The young man looked as if he might have been poisoned himself. His face had turned a pale shade of green, and he was holding his throat with one hand, trying not to vomit.

“You have an unmarked car we can use?” the Executioner asked Urgoma.

“Many,” the colonel said. “But if any of my officers—or anyone else with access to our files—runs the tag, they will find that the vehicle belongs to the SNP.”

Bolan shook his head. “That’s a problem I can take care of myself,” he said.

Urgoma frowned. “How?”

The soldier hesitated, then looked the man squarely in the eyes again. “It’s better that you don’t know,” he said bluntly.
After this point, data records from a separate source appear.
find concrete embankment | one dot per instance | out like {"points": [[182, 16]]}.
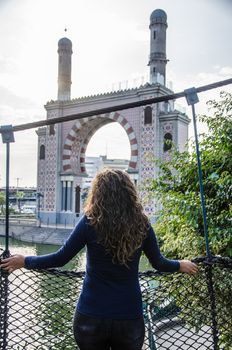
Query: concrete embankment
{"points": [[34, 234]]}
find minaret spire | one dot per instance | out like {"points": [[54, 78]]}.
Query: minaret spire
{"points": [[64, 68], [158, 60]]}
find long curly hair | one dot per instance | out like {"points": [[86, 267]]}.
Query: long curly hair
{"points": [[114, 210]]}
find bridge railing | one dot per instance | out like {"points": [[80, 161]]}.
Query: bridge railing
{"points": [[180, 311]]}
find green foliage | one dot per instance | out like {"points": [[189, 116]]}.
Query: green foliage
{"points": [[180, 224]]}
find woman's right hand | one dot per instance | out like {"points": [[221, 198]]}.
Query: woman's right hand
{"points": [[187, 266], [12, 263]]}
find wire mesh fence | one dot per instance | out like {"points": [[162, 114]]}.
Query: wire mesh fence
{"points": [[180, 311]]}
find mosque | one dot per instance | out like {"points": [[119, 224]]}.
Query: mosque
{"points": [[62, 147]]}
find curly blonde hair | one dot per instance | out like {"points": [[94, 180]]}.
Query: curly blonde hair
{"points": [[114, 210]]}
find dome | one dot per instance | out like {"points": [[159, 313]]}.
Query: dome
{"points": [[64, 42], [161, 14]]}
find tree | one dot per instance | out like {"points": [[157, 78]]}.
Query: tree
{"points": [[180, 226]]}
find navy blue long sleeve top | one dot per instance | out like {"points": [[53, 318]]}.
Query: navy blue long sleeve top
{"points": [[109, 290]]}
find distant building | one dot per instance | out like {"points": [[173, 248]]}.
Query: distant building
{"points": [[62, 165], [21, 196]]}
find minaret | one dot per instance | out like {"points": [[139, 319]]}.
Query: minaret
{"points": [[158, 60], [64, 69]]}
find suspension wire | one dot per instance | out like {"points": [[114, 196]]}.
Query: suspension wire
{"points": [[114, 108]]}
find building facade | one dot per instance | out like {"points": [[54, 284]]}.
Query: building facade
{"points": [[61, 147]]}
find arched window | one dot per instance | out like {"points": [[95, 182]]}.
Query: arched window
{"points": [[148, 115], [167, 142], [52, 129], [42, 152]]}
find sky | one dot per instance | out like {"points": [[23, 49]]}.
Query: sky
{"points": [[110, 49]]}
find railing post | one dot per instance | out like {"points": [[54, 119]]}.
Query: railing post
{"points": [[7, 137], [192, 99]]}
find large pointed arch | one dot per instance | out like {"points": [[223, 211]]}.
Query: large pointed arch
{"points": [[105, 119]]}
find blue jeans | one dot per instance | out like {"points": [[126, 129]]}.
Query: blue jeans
{"points": [[108, 334]]}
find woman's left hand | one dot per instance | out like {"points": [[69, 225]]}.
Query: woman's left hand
{"points": [[12, 263]]}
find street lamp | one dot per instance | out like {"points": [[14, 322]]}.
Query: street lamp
{"points": [[39, 195]]}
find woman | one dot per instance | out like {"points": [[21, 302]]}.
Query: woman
{"points": [[115, 231]]}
Urgoma frowned deeper, then let a thin smile curl his lips. Out of the corner of his eye, the Executioner could see the death-grins of the two poisoned men on the floor. The colonel’s smile looked much friendlier.

“I understand,” he said. “If something should come up…” He paused for a moment, looking at the ceiling as he tried to decide exactly what words to use in English. “I do not want you suspecting me.”
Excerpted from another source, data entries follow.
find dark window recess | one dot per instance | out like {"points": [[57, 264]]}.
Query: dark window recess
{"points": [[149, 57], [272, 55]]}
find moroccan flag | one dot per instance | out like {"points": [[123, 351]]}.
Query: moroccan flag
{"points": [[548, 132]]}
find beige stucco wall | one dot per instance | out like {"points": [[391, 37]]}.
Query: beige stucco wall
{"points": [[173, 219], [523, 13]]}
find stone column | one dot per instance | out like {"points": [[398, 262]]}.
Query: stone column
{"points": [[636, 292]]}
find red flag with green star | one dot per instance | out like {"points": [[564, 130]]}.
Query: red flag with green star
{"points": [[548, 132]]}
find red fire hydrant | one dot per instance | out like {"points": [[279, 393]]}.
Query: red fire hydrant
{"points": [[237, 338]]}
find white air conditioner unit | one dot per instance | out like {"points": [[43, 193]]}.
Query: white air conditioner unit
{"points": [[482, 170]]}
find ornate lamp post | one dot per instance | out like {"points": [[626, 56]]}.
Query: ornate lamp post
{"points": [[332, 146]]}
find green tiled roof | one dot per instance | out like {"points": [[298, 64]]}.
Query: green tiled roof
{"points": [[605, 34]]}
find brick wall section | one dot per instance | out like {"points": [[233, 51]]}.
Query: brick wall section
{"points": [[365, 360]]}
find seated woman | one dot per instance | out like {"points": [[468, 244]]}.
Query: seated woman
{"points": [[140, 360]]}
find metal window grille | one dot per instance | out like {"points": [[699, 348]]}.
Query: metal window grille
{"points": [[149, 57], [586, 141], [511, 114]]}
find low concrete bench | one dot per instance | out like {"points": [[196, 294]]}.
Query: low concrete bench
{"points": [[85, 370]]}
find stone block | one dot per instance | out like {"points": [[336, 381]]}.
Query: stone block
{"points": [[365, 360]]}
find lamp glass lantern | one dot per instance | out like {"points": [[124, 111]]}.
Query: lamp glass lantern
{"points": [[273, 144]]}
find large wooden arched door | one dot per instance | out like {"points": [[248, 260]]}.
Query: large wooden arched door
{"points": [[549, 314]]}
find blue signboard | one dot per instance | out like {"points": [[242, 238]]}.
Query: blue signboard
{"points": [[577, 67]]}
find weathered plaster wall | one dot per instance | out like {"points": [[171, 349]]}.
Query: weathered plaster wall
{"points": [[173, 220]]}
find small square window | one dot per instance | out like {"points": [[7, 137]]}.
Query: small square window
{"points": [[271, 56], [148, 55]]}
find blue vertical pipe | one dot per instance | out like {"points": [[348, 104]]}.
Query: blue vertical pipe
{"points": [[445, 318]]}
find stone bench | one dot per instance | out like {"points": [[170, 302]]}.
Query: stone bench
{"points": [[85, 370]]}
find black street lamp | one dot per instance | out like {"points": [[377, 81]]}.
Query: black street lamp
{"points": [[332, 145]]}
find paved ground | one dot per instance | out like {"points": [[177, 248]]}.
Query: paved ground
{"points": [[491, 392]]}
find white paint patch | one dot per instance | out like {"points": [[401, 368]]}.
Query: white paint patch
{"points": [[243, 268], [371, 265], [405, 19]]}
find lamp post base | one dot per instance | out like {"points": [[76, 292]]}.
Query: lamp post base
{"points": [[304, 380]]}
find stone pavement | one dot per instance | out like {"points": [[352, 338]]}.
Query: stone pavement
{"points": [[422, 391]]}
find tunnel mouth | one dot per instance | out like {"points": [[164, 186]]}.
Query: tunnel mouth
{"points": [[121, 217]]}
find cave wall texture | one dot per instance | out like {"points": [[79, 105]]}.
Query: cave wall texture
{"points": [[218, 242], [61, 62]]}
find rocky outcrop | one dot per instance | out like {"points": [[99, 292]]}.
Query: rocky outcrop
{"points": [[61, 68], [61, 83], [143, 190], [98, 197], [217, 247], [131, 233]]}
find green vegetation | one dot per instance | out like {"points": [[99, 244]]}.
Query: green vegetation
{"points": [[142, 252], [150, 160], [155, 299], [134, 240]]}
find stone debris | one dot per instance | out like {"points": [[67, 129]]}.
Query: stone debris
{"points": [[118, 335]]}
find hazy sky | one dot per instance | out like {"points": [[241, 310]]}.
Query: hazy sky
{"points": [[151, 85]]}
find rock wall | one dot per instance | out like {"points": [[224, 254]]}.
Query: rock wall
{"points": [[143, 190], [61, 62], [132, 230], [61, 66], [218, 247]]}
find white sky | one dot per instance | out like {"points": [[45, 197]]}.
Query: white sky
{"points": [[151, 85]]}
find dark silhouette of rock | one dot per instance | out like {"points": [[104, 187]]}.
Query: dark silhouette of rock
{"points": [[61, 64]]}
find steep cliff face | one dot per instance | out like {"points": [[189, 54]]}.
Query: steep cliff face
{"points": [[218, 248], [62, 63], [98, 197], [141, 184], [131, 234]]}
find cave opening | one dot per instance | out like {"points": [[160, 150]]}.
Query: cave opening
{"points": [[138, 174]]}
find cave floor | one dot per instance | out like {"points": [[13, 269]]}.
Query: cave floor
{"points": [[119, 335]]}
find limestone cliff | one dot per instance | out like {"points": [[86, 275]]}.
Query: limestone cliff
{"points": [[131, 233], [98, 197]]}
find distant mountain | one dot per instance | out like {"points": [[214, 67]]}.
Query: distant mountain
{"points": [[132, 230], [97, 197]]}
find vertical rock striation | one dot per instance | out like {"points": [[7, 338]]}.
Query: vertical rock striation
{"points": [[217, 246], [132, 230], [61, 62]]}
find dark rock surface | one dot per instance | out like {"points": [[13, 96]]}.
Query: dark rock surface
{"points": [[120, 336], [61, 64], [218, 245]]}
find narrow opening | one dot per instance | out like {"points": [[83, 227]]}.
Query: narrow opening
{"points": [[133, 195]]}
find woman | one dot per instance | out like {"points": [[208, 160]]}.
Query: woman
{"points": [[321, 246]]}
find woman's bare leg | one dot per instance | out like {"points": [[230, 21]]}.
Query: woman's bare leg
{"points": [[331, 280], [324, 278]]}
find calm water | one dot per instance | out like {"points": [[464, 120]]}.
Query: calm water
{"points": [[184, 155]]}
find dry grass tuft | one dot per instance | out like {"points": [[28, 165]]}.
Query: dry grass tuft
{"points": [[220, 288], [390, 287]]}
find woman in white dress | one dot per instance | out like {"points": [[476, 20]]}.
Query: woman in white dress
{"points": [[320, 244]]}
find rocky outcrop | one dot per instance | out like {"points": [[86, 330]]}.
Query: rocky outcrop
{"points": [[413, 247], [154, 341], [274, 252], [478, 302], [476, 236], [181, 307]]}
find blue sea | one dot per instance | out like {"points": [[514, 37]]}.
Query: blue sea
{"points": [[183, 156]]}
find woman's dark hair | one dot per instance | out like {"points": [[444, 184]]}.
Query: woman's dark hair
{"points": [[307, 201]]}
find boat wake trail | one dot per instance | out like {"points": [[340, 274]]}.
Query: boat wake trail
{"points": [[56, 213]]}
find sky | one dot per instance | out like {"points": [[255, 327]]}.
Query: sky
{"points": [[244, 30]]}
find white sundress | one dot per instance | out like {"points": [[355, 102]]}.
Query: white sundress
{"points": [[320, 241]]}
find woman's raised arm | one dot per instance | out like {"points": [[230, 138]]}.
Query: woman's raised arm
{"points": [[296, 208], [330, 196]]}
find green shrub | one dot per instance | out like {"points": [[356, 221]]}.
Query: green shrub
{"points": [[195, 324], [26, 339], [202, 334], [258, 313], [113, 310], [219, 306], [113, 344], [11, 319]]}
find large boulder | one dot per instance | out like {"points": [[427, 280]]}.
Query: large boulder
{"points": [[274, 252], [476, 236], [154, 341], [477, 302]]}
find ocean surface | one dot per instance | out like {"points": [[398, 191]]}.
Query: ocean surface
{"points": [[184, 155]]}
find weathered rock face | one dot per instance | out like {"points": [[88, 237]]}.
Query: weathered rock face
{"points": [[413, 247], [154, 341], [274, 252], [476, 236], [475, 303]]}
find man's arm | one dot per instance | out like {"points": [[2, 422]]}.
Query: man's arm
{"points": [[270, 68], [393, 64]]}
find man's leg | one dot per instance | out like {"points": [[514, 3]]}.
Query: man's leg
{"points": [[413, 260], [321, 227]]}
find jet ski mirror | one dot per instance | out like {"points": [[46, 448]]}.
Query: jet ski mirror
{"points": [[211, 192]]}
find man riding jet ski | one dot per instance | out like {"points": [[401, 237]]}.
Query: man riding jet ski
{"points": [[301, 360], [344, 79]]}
“It’s nothing personal,” Bolan said. “It’s just a way of eliminating one of the officers who had access to the room—or could have ordered someone else who had access—to kill these guys.”
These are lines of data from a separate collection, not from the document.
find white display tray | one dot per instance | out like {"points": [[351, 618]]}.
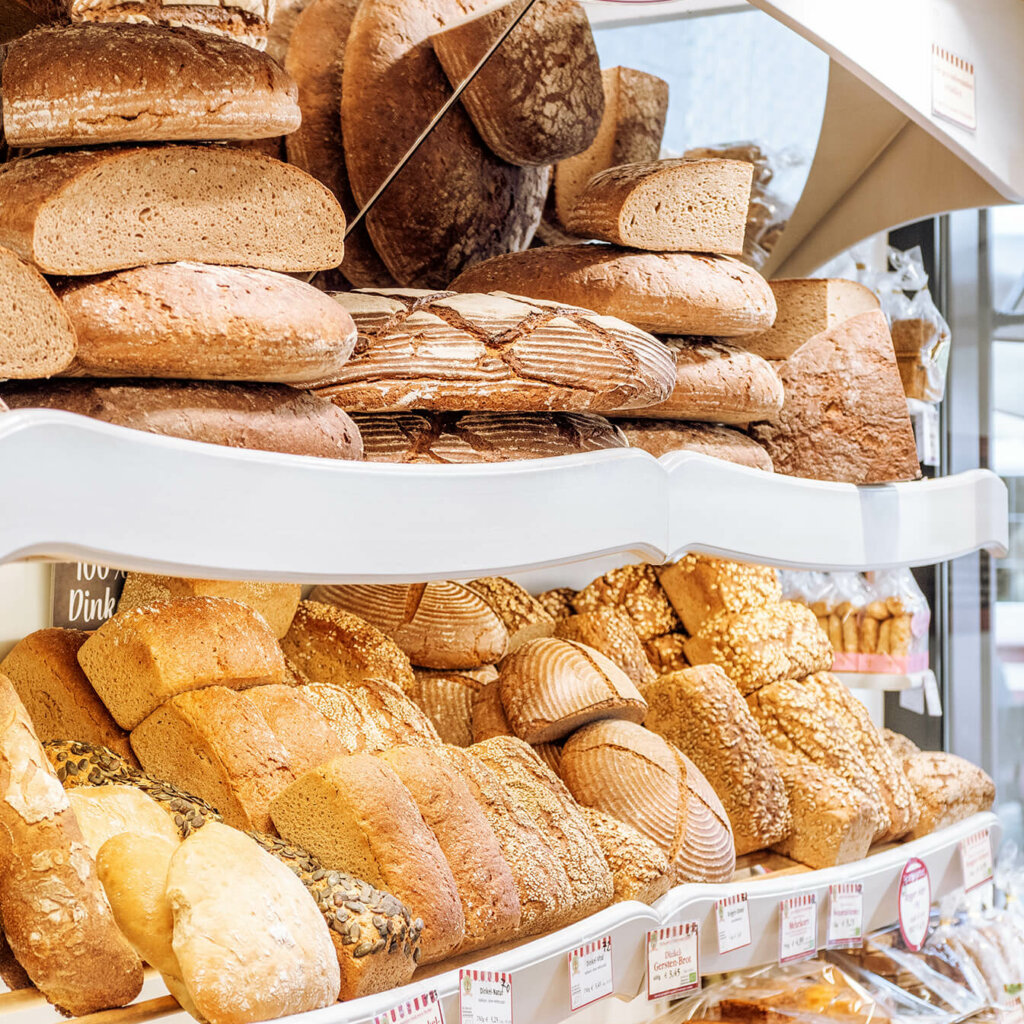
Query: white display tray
{"points": [[88, 491]]}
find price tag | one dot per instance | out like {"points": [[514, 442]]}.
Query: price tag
{"points": [[976, 858], [484, 997], [846, 916], [590, 973], [798, 928], [914, 903], [733, 916], [424, 1009], [673, 961]]}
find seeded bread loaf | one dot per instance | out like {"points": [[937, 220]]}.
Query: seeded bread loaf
{"points": [[143, 656], [93, 211], [60, 701], [550, 687], [666, 293], [354, 814]]}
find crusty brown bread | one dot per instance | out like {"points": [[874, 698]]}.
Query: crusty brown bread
{"points": [[143, 656], [91, 211], [92, 84]]}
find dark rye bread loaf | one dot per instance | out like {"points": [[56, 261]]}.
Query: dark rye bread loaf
{"points": [[265, 417], [90, 84], [443, 351]]}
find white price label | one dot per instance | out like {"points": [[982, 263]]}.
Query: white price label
{"points": [[733, 918], [590, 973], [484, 997], [673, 961], [914, 903], [424, 1009], [846, 916], [798, 928], [976, 858]]}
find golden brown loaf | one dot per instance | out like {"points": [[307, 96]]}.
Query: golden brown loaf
{"points": [[550, 687], [699, 586], [353, 814], [329, 645], [145, 655], [445, 351], [765, 645], [59, 699]]}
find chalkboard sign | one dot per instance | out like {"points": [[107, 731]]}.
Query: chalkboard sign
{"points": [[85, 595]]}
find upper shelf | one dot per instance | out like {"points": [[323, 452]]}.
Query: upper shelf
{"points": [[88, 491]]}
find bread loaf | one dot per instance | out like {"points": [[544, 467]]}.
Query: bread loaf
{"points": [[60, 701], [701, 712], [329, 645], [274, 601], [37, 339], [143, 656], [91, 84], [696, 206], [449, 352], [469, 437], [635, 108], [53, 911], [845, 415], [550, 687], [266, 417], [213, 323], [664, 293], [717, 383], [539, 98], [700, 587], [353, 814], [93, 211]]}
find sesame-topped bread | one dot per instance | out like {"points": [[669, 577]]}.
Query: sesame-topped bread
{"points": [[145, 655]]}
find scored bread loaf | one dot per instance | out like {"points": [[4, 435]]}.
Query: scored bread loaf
{"points": [[93, 211], [550, 687], [60, 701], [353, 814], [701, 712], [143, 656], [539, 98], [445, 351], [92, 84], [696, 206], [665, 293]]}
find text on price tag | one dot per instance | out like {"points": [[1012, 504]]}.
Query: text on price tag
{"points": [[976, 858], [733, 916], [424, 1009], [484, 997], [846, 916], [590, 973], [798, 928], [673, 961]]}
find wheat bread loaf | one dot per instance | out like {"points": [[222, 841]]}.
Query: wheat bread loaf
{"points": [[93, 84], [37, 338], [91, 211], [187, 321], [666, 293], [60, 701], [696, 206], [145, 655], [632, 126], [265, 417], [354, 814], [52, 908], [845, 415], [444, 351], [539, 98]]}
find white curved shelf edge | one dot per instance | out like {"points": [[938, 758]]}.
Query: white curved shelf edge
{"points": [[160, 504]]}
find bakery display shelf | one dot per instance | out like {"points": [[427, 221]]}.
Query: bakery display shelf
{"points": [[136, 500]]}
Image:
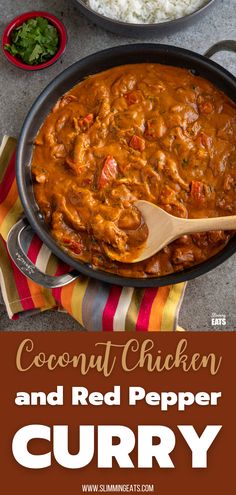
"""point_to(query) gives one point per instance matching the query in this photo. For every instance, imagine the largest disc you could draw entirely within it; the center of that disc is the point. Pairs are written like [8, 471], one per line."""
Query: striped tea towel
[96, 306]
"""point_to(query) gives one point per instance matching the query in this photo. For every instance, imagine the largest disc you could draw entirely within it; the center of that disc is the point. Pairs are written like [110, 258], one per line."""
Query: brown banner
[167, 382]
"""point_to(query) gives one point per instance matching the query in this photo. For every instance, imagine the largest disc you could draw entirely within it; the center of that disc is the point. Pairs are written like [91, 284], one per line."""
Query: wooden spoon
[164, 228]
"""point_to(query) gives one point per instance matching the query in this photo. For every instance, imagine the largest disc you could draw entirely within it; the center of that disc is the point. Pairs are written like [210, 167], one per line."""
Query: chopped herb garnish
[34, 42]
Urgoma nodded and his face relaxed. “I am certain I would handle it the same way if I was in your place.”

Cassetti was getting a grip on himself again now, and he said, “Would someone please tell me what the hell’s going on around here?”

Bolan turned to face him. “All in good time, Ron,” he said. “All in good time.” He stepped back out of the interrogation room and waited for Urgoma and the young American to follow. Then he said, “You and I are going to hit the streets in a minute. But first, there’s something we need to get.”

“What is that?” Urgoma asked.

“A couple of copies of the limerick,” the Executioner replied.

3

There once was a girl named Camille

Who fell madly in love with a seal.

She loved his warm nose,

And his soft fuzzy toes.

But his flipper was what made her squeal.

“So what in blazes is it supposed to mean?” Ronnie Cassetti asked as soon as he’d read the words out loud.

Bolan was backing one of the Sudan National Police’s unmarked units out of its parking space in the lot at the rear of the building. “You’re the English lit expert,” he told the young man next to him in the passenger’s seat. “You tell me.”

“I don’t know where to start,” Cassetti said. “I mean, it’s got to be symbolic in some way. But in order to understand the symbolism, you have to have some place to start. Some key to the whole imagery thing.”

“So find me that key,” Bolan said.

Cassetti cleared his throat in disgust. “I don’t guess I’m quite making myself clear,” he said. “What I’m trying to tell you is that we don’t have the key, and we don’t have any place to start looking for it.”

The Executioner drove slowly out of the parking lot. “Then we’re going to have to find a place to start,” he said simply. “But first, there’re a couple of other things we need to do.”

“What are they?” Cassetti asked. He folded the photocopy of the limerick and stuck it in the back pocket of his blue jeans.